Ne nous frappons pas/Risible Confusion

Ne nous frappons pasLa revue blanche (p. 109-112).

RISIBLE CONFUSION

Je ne sais rien de l’actuel état météorologique de la capitale, mais je puis vous affirmer que le temps dont nous jouissons ici à la campagne est purement délicieux.

Jamais, autant que cette année, je n’avais senti le mélancolique exquis de l’automne et son charme pénétrant.

Toute la campagne à l’air d’être en or.

Aussi décidai-je de rester ici encore une quinzaine de jours : après tout, je ne suis pas complètement indispensable à la vie de Paris, n’est-ce pas ?

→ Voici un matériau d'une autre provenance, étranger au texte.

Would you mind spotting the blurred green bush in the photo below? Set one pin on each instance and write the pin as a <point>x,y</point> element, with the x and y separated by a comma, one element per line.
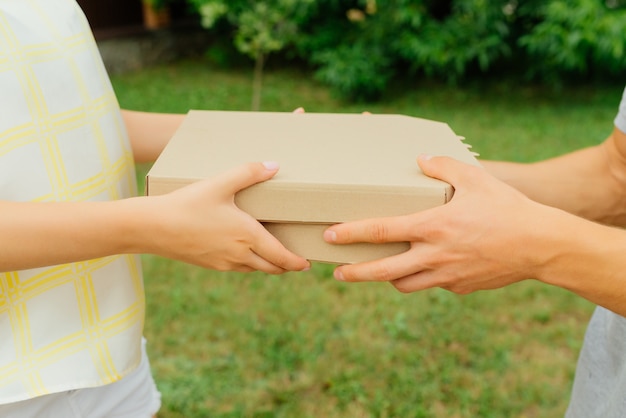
<point>358,46</point>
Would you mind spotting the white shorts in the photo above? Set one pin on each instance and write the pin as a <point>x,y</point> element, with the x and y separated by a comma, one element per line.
<point>135,396</point>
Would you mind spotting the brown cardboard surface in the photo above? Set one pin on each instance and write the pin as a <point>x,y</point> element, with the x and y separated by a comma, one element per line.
<point>334,168</point>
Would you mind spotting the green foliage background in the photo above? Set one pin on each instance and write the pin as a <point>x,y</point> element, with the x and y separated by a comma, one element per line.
<point>359,46</point>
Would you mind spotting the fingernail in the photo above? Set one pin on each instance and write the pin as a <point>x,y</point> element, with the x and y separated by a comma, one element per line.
<point>330,236</point>
<point>271,165</point>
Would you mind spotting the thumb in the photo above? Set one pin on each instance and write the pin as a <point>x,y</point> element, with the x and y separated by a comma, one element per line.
<point>245,176</point>
<point>444,168</point>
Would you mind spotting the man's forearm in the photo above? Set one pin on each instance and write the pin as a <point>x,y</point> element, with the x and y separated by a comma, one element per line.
<point>581,183</point>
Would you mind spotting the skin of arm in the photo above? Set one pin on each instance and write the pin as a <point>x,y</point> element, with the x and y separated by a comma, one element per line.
<point>491,234</point>
<point>198,224</point>
<point>150,132</point>
<point>590,182</point>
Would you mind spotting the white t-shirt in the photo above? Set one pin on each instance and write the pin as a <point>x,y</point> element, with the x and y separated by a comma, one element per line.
<point>62,138</point>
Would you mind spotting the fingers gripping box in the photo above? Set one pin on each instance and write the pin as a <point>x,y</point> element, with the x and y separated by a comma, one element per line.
<point>334,168</point>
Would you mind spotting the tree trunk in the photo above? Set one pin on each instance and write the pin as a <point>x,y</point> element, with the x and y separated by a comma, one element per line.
<point>257,83</point>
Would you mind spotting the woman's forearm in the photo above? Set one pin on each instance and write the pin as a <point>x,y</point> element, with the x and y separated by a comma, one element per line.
<point>150,132</point>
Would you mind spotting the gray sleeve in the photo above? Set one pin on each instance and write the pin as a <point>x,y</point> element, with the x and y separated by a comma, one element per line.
<point>620,119</point>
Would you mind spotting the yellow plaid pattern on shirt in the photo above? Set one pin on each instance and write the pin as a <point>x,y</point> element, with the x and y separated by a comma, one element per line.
<point>62,139</point>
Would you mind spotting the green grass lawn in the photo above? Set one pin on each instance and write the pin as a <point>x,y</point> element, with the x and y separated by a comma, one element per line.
<point>303,345</point>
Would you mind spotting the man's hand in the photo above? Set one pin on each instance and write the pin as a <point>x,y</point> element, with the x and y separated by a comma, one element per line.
<point>481,239</point>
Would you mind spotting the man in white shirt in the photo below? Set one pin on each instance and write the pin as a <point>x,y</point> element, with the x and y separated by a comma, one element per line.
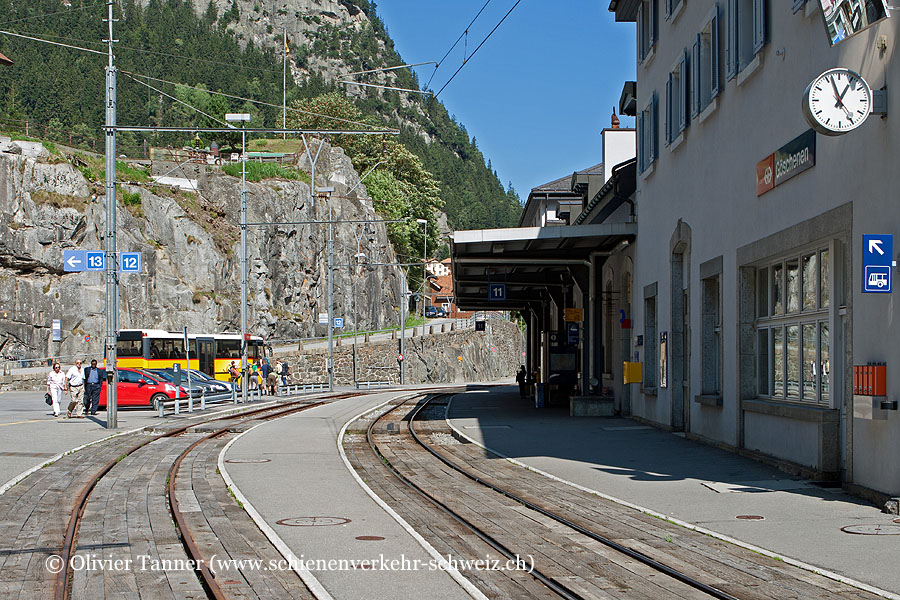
<point>75,386</point>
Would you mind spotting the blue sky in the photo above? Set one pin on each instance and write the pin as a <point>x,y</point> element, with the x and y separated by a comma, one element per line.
<point>538,92</point>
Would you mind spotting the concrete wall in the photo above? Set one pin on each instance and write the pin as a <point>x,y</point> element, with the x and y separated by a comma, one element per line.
<point>707,183</point>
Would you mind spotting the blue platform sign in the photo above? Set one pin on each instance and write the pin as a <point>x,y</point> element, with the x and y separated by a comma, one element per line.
<point>95,261</point>
<point>74,260</point>
<point>130,262</point>
<point>878,263</point>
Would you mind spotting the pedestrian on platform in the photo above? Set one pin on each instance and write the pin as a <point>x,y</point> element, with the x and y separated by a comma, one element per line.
<point>522,380</point>
<point>93,383</point>
<point>75,387</point>
<point>56,385</point>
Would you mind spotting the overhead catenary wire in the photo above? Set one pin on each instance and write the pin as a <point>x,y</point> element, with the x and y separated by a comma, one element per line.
<point>497,26</point>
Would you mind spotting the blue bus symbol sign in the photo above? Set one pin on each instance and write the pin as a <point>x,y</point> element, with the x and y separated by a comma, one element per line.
<point>878,251</point>
<point>130,262</point>
<point>496,291</point>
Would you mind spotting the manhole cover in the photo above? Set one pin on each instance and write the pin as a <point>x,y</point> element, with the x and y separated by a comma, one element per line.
<point>872,529</point>
<point>313,521</point>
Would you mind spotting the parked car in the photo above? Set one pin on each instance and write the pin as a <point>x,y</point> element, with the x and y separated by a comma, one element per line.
<point>140,388</point>
<point>197,385</point>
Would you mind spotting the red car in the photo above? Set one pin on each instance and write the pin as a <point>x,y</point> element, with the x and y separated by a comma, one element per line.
<point>140,388</point>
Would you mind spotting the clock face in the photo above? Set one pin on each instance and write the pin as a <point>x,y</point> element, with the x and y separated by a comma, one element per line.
<point>837,101</point>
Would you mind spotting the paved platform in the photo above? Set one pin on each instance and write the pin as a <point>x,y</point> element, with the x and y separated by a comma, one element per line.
<point>294,476</point>
<point>689,481</point>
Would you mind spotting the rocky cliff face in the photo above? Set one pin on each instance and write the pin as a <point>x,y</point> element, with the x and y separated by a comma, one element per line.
<point>190,245</point>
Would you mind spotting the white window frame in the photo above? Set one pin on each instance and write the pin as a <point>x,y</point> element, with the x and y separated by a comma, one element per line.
<point>677,100</point>
<point>747,33</point>
<point>648,134</point>
<point>810,364</point>
<point>647,30</point>
<point>705,64</point>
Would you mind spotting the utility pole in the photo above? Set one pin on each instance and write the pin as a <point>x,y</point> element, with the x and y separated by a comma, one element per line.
<point>112,283</point>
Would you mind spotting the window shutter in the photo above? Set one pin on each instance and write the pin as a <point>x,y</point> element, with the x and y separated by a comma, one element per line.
<point>759,25</point>
<point>654,128</point>
<point>684,101</point>
<point>642,134</point>
<point>669,127</point>
<point>641,33</point>
<point>732,45</point>
<point>714,55</point>
<point>695,78</point>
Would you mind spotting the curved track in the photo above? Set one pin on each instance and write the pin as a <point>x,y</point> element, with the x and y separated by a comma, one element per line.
<point>209,581</point>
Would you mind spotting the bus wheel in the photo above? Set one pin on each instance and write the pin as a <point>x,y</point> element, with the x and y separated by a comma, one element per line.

Un vieux berger que je consultais sur la durée probable du beau temps m’a répondu, après avoir gravement consulté les quatre coins de l’horizon :

— Dame ! mon bon monsieur, voilà : une supposition que les vents viendraient à tourner d’amont, ça ne serait pas signe de pluie.

Je dus me contenter de ce sibyllin tuyau.

N’importe, il peut pleuvoir, si ça lui fait plaisir (à Il), je me sens bien ici et j’y reste.

Je me suis remis à un sport que je n’avais pas pratiqué depuis bien longtemps : je lis.

J’ai tellement lu que la petite bibliothèque de ma villa est maintenant épuisée et que je me vois contraint de faire venir des livres de la cité voisine où, par bonheur, existe un libraire fort bien approvisionné.

La fermière, en portant ses produits en ville, veut bien se charger de mes commissions.

Chaque matin, dès le tout petit jour, le sabot de sa vieille rouanne, heurtant le pavé de la cour, me réveille.

— Bonjour, monsieur Alphonse.

— Bonjour, mère Rousset.

Et je lui remets une liste de différents objets qu’elle me rapportera de la ville.

Elle était déjà remontée dans sa voiture quand, soudain, je me rappelai :

— Ah ! j’oubliais, mère Rousset, vous me rapporterez aussi le Mystère des Foules.

Un léger étonnement teinta la face ridée de la vieille campagnarde.

J’ajoutai :

— Vous ferez attention, mère Rousset, c’est en deux volumes.

Deux volumes ! Évidemment, elle n’avait pas compris : des volumes ! Qu’est-ce que c’est que cette bête-là ?

Je simplifiai en lui disant :

— Deux livres.

— Bien, monsieur.

Et la voilà partie.

… Depuis longtemps, l’envie me tenait de relire le beau livre de Paul Adam, dont je n’avais pris, à Paris, qu’une connaissance superficielle.

… Vers midi, comme d’habitude, l’attelage de la mère Rousset s’arrêta devant ma demeure.

La bonne femme me remit différents paquets, puis, me regardant d’un air méfiant :

— Quant à ce qui est de la chose pour les volailles, le pharmacien a rigolé…

— Le pharmacien ?… Les volailles ?…

— Oui, il a dit comme ça que monsieur avait dû se gausser de moi.

— Je ne comprends rien à ce que vous me racontez, ma bonne femme.

— Monsieur ne m’avait-il pas dit de lui rapporter deux livres de drogues pour le clystère des poules ?

Je poussai un gémissement inarticulé.